Monday, 20 March 2017
From his island, Villain Mogambo is commanding his henchmen to cause criminal activity so that he can take over the Indian subcontinent. In the meantime, Arun is a seamy, but good-hearted man who turned an old house into an orphanage for kids, which he runs together with cook Calendar. When the debts rise, he wants to place an add in the newspaper to rent a room in the house, and finds the tenant in reporter Seema — she at first didn't know about a dozen kids living there, but gets to like them. Arun finds out that his late father created a wrist watch which can turn anyone invisible. Arun wears it and becomes Mr. India, fighting against Mogambo's henchmen who want to banish the orphanage to create an outpost there. When Mogambo's bombs kill a kid, Tina, and the rest are abducted and brought to the island, Arun uses his invisibility to beat up Mogambo and blow up his fortress.

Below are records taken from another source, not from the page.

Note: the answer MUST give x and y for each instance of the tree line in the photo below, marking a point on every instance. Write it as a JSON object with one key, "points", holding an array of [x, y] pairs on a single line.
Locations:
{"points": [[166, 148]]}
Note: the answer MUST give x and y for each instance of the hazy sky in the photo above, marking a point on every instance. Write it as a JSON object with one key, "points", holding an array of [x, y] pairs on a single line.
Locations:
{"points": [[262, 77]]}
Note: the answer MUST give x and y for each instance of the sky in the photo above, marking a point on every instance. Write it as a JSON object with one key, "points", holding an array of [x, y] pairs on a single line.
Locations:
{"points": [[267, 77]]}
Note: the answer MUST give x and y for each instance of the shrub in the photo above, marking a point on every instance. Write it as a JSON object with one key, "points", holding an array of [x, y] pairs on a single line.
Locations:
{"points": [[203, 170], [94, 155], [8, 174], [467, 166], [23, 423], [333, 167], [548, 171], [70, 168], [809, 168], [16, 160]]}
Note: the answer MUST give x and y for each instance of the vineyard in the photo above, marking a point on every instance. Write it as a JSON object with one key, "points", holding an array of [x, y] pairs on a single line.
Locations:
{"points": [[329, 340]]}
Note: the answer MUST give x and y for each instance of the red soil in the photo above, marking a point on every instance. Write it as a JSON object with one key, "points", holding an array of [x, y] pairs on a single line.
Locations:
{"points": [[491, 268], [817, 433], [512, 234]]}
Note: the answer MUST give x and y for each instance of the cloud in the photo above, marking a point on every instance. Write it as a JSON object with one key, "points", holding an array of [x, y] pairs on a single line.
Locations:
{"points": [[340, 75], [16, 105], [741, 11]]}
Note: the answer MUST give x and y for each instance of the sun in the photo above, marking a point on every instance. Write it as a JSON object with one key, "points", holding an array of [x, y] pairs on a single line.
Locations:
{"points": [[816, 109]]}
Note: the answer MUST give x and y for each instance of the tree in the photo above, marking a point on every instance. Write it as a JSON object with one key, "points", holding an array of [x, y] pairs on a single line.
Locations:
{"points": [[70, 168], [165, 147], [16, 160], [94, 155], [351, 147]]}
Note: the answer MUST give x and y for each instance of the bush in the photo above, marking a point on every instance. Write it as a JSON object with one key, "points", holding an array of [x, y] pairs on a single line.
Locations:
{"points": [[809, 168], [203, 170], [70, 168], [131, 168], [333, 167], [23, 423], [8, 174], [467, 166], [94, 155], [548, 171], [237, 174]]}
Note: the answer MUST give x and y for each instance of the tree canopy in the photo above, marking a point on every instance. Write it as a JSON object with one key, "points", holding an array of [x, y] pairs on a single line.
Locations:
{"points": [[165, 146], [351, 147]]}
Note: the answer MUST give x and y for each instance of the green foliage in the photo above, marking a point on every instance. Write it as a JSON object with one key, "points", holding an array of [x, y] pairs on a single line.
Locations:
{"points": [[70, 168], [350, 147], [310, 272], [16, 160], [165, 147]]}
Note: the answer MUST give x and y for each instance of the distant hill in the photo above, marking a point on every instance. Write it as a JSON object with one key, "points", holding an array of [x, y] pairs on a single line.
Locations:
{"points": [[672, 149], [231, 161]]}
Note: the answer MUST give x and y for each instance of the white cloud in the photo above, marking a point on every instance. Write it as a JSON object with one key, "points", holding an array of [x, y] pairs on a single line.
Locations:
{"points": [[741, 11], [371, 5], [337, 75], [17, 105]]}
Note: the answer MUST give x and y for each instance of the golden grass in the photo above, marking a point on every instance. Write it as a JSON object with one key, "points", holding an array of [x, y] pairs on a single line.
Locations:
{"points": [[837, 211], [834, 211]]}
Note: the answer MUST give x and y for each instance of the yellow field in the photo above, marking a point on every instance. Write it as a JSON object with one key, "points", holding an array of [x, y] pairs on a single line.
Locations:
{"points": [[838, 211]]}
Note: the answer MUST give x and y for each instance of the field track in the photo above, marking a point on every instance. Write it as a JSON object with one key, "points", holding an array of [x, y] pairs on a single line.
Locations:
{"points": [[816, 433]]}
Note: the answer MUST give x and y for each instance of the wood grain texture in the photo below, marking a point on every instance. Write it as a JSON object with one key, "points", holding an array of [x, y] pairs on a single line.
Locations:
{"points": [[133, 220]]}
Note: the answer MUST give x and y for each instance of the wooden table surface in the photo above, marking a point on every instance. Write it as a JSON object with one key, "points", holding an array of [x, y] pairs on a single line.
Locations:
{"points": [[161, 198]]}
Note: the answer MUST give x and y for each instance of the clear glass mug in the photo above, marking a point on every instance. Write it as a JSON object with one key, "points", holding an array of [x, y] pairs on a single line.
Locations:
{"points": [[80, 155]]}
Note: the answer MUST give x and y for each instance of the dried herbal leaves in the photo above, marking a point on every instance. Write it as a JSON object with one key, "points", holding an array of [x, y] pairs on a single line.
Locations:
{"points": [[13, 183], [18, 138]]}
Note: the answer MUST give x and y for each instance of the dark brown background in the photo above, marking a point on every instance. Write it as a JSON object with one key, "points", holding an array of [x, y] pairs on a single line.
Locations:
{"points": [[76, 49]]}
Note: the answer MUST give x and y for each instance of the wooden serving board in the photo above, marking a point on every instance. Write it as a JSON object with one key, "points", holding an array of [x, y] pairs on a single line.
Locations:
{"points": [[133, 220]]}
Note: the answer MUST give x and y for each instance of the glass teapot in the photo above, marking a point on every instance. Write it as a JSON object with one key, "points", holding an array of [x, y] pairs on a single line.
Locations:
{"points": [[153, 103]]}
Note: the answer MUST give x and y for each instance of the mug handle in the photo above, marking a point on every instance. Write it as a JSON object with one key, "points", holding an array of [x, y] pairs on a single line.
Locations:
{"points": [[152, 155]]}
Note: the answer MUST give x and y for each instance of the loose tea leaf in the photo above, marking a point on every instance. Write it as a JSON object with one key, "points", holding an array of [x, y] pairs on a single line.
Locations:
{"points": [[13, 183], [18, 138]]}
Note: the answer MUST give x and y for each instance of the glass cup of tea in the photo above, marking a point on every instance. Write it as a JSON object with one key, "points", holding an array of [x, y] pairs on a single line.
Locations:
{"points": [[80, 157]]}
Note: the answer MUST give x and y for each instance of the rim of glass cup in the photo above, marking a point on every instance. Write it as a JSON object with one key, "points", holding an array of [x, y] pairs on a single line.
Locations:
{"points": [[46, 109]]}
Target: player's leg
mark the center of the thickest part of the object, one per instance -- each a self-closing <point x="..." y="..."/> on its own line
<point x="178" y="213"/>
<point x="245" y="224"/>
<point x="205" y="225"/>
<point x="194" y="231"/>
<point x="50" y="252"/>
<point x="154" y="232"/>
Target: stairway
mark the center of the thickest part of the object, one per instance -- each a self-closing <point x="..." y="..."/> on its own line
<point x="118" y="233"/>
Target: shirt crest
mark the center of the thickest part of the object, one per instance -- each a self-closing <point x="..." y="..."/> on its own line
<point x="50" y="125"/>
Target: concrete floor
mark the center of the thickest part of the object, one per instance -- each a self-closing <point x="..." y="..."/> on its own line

A rare example of a foreign language superhero film, the highest grossing Indian film of 1987, "Mr. India" is a truly remarkable example of cinema audacity, courageously blending everything, from drama through action, science-fiction, musical up to pure slapstick comedy. Director Shakhar Kapur uses the typical American superhero motives and translates them to India's culture, changing and rearranging them until it all fits, whereas he finds great support in charming two actors, Srideva as reporter Seema and Anil Kapoor as Arun (it does help a lot that he resembles Lou Loomis from "Caddyshack"). The sequences in the improvised orphanage abound with a lot of humor, from Anil's arguments with cook Calendar, complaining that the latter always has "winter sleep", up to his method of waking up the kids from bed by turning on sprinklers above them, whereas the sole sequence where the kids hide because the new tenant, Seema, hates kids (even joking that it would be better if people "would come as grown ups into the world"), until Anil scares her with a cockroach in the room, upon which she agrees that anyone would help, and then he calls for kids for help, who run like a horde into the room and chase the bug away, is a riot. Srideva is also great in the hilarious, now already iconic sequence where she dresses up as Chaplin's tramp, using the invisible Mr. India to win in the casino. The storyline does tend to seem overlong with its unnecessary running time of three hours, since several dance sequences are again superfluous, whereas the ending seems rushed and conventional, yet "Mr. India" has such a contagious energy that every one of its flaws are always compensated at least threefold through sheer ingenuity, wit and pure good old fun.